LE PREDICHE DI BENEDETTO XVI PER LA SANTA PASQUA E IL “RAPPORTO” CON IL NATALE

È la seconda Pasqua del Signore senza più Papa Ratzinger eppure del più grande teologo cattolico dell’ultimo secolo se ne avverte ancora pienamente la mancanza: con lodevole iniziativa, “Il Giornale” quest’anno ha messo in luce alcune delle prediche più interessanti di Benedetto XVI relative alla Santa Pasqua, ponendo un’ideale “ponte” tra la catechesi tanto “somma” quanto semplice di Ratzinger con l’attuale testimonianza di Papa Francesco, Pontefice affaticato dalle fatiche fisiche ma indomito comunicatore della vittoria di Cristo sulla morte.



In rapporto alle due più grandi feste cristiane, il Natale e la Pasqua, Ratzinger aveva un’opinione molto netta che più volte ha voluto sottolineare nei suoi discorsi, come evidenzia bene Nico Spuntoni sul “Giornale”: «l’Incarnazione e la nascita di Gesù ci invitano già ad indirizzare lo sguardo verso la sua morte e la sua risurrezione», spiegava Papa Benedetto XVI in un’omelia del 2011 alle porte del Santo Natale, «la Pasqua la celebra come vittoria sul peccato e sulla morte: segna il momento finale, quando la gloria dell’Uomo-Dio splende come la luce del giorno». Secondo Il Papa Emerito, la nascita di Gesù da sola non può essere compresa e accolta se non «alla luce dall’intera opera redentrice, che trova il suo vertice nel Mistero Pasquale». Nato il giorno del Sabato Santo del 1927, Ratzinger ebbe modo di raccontare nella sua autobiografia con Peter Seewald di essere sempre stato grato che «la mia vita sia stata fin dall’inizio immersa nel mistero pasquale, dal momento che non poteva che essere un segno di benedizione». È un capovolgimento “paradossale” quello a cui invitava a riflettere Papa Ratzinger e coglie nel segno anche oggi: sebbene chiunque di noi abbia più dimestichezza e compressione davanti ad una “nascita” che non davanti ad una “Resurrezione”, è solo con la vittoria del Figlio di Dio sulla morte che acquisisce senso compiuto la venuta nel mondo di quella piccola luce apparsa duemila anni fa nella mangiatoia di Betlemme.



L’ULTIMA PASQUA DI RATZINGER DA PONTEFICE REGNANTE: LA “NUOVA CREAZIONE” E LA “LUCE”

Uscendo dal paragone presentato dal “Giornale” tra le feste di Natale e Pasqua secondo Papa Ratzinger, la centralità della Pasqua nella testimonianza di vita di Gesù è ripetuto con forza negli anni del Pontificato dal 2005 al 2013: «da quando Cristo è risorto, la gravitazione dell’amore è più forte di quella dell’odio; la forza di gravità della vita è più forte di quella della morte», sottolineava Benedetto XVI nell’omelia della Veglia di Pasqua 2009, è un passare continuo dalla “morte alla vita”, questo il senso più profondo e decisivo dell’essere aderenti a Cristo.



Nella sua ultima omelia da Pontefice regnante per la Pasqua, Papa Benedetto XVI tenne un’omelia illuminante nella Veglia pasquale del 7 aprile 2012: «Pasqua è la festa della nuova creazione. Gesù è risorto e non muore più. Ha sfondato la porta verso una nuova vita che non conosce più né malattia né morte.
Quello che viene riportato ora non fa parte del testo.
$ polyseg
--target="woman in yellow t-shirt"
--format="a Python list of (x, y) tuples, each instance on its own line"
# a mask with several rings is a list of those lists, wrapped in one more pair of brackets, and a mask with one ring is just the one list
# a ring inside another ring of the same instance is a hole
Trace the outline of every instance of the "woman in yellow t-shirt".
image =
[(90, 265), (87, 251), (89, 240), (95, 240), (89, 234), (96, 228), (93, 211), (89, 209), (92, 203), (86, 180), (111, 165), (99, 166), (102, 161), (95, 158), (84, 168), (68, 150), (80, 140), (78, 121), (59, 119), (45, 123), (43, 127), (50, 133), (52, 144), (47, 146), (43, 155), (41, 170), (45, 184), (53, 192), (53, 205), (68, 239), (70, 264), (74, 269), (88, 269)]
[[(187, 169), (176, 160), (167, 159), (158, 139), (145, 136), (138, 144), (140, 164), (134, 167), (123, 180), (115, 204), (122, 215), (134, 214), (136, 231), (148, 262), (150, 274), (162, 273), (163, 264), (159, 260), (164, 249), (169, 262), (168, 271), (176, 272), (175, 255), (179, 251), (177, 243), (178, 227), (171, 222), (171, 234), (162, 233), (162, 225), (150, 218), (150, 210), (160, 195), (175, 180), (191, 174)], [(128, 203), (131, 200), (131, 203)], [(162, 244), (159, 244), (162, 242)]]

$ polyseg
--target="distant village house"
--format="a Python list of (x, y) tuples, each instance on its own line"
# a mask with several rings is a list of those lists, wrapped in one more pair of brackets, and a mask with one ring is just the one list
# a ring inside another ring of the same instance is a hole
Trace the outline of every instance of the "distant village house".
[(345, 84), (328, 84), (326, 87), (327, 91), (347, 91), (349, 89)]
Ha assunto l’uomo in Dio stesso». Una creazione che è resa possibile dalla luce che crea la vita e che rende così possibile l’incontro cristiano: la creazione di Dio «rende possibile la comunicazione. Rende possibile la conoscenza, l’accesso alla realtà, alla verità. E rendendo possibile la conoscenza, rende possibile la libertà e il progresso. Il male si nasconde. La luce pertanto è anche espressione del bene che è luminosità e crea luminosità. È giorno in cui possiamo operare. Il fatto che Dio abbia creato la luce significa che Dio ha creato il mondo come spazio di conoscenza e di verità, spazio di incontro e di libertà, spazio del bene e dell’amore». Per far sì che questa creazione possa rimanere nel mondo fino ai giorni nostri, concluse Ratzinger nell’omelia di Pasqua 2012, è possibile solo mediante il Battesimo e la professione di fede, una libera adesione di luce nel buio più tormentato del mondo: «Cristo, la luce, è fuoco, è fiamma che brucia il male trasformando così il mondo e noi stessi. “Chi è vicino a me è vicino al fuoco”, suona una parola di Gesù trasmessa a noi da Origene. E questo fuoco è al tempo stesso calore, non una luce fredda, ma una luce in cui ci vengono incontro il calore e la bontà di Dio».